Myth 1: My Happiness Means Someone Else's Sadness
I think one reason is because I’m so aware of how a person’s happiness can look like a perfect life from the outside. Goodness, when I was in the pit of my sadness I had a really hard time accepting other people’s happiness. They had a job they liked; I didn’t. They had a baby; I didn’t. I had to fight bitterness with a sword. It’s so easy to compare when you’re unhappy. To think, well, rub it in, why don’t ya?
I never want my happiness to send someone else deeper into sadness. I genuinely want it to be a story of redemption and hope. And I think that's why we share those good moments, right? The ones where you can't believe life could actually be so amazing. It's because we want to invite others into that possibility. Don't loose hope — it will always get better.
What are our stories meant for, if not to be told?
Myth 2: It's Not Possible/Okay to be Happy When the World is So Bad
I find this one the most difficult to refute.

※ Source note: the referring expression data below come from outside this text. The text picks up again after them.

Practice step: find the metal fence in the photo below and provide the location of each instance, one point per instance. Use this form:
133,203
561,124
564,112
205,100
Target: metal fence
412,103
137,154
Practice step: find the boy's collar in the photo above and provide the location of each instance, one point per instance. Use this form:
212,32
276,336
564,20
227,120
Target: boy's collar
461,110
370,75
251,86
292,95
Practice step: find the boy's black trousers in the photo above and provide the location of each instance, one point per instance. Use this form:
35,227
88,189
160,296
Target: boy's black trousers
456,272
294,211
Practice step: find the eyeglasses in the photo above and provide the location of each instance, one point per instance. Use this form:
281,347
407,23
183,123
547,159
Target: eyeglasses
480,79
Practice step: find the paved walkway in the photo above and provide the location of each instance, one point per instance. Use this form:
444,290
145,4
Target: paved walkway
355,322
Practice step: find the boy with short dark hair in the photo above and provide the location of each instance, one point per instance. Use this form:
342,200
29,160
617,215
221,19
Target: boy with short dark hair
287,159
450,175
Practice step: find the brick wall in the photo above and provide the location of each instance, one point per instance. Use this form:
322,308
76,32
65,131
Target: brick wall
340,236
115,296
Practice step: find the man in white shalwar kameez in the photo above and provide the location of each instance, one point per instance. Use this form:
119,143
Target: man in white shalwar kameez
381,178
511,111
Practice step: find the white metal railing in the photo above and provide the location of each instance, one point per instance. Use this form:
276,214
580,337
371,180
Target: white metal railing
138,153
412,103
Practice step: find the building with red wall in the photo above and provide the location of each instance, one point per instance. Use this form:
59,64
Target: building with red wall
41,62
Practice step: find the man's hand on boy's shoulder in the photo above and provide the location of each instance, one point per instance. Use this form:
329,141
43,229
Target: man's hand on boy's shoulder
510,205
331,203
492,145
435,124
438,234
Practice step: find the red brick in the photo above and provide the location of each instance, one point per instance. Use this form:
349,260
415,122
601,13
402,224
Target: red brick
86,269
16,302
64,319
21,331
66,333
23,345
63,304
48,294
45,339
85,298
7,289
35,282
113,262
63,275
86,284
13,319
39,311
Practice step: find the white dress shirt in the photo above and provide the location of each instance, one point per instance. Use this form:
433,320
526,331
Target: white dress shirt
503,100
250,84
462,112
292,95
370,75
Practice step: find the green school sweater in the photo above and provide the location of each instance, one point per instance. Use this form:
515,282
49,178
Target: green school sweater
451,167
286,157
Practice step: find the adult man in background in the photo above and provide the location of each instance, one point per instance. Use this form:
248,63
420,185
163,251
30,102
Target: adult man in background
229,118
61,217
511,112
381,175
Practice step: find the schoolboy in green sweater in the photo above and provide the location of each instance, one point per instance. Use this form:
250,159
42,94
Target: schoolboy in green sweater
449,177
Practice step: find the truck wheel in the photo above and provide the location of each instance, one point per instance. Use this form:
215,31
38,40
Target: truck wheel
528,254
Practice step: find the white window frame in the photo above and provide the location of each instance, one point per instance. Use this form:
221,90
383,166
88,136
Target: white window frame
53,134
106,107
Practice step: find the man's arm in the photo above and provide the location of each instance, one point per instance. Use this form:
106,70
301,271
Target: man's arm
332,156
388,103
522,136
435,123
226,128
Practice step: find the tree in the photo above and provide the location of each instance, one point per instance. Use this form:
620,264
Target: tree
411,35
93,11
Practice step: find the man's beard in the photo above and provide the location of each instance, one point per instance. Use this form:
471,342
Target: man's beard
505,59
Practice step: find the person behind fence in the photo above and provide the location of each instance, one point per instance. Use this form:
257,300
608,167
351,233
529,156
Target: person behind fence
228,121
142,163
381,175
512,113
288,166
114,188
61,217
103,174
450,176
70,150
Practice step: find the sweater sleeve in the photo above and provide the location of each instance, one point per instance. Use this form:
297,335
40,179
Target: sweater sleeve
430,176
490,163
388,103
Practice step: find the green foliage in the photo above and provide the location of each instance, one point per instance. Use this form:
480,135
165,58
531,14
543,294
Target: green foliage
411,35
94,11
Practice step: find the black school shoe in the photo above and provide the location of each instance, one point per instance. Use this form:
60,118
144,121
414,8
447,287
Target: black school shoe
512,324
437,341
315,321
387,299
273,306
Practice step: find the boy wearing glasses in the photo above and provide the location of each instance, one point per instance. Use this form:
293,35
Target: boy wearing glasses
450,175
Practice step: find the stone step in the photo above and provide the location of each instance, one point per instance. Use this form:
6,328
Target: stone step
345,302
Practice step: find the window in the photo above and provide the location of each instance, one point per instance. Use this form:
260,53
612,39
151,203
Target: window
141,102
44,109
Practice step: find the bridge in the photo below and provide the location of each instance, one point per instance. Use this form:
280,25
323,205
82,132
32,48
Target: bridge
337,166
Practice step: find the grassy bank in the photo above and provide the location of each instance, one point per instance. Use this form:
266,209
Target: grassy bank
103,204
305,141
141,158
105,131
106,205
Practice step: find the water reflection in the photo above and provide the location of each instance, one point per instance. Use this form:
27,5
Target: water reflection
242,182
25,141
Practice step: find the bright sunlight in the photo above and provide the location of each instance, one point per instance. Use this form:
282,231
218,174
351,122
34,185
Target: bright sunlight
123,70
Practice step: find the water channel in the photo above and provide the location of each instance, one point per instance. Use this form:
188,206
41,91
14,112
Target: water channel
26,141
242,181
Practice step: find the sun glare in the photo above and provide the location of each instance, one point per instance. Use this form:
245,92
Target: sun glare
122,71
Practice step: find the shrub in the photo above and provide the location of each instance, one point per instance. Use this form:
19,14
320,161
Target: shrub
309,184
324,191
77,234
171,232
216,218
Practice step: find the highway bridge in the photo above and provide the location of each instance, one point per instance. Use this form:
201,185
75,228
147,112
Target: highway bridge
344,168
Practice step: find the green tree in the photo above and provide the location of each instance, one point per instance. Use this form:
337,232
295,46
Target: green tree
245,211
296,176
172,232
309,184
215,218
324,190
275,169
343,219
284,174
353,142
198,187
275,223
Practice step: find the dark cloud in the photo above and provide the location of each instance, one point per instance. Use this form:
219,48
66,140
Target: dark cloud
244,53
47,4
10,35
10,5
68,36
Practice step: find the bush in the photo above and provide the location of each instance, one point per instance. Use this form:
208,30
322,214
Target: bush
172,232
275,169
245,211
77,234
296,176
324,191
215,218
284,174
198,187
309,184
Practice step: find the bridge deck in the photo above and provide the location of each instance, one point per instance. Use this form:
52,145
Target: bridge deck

There is so much pain in the world and as a person who values empathy and compassion, it does seem near impossible to embrace happiness. But I've come to realize that one of the more powerful thing I can do to inject compassion into this world is give it. When you know something is good, TRUE and good, you can't help but want to invite others in. I start with my husband and my son. Let it overflow into my circle of friends, community, to strangers I interact with. I do NOT have this down, but it's an area where I continually welcome growth.
Myth 3: If I Admit that I'm Happy then it Won't Last
Okay, what is it about us as humans that makes us think like this: Oh no, I'm happy and things are good so that must mean things are about to get real bad...better pace myself with all this happiness! It's like we genuinely believe that we aren't worth the good things. Why can't we have the moments where our souls bubble up out our your chests and we're so thoroughly happy that we can't help but let it escape in the form of a laugh, smile, hug....daily? I don't know, y'all, but those are the moments I live for and I'm ready to accept the fact that it is a good thing to enjoy them, guilt and fear free.
I know the sad moments and the hard moments exist, but I guess what I'm concluding is that I can't let them stop me from all out waging for happiness in my life right now. If you're in pain, I hope you don't think I'm naive or tone deaf. I just hope that on the other side of it, and even in the midst, you can find those soul moments and embrace you're happiness, too. Because if no one told you, lately, please let me be your authority on this one: you deserve it.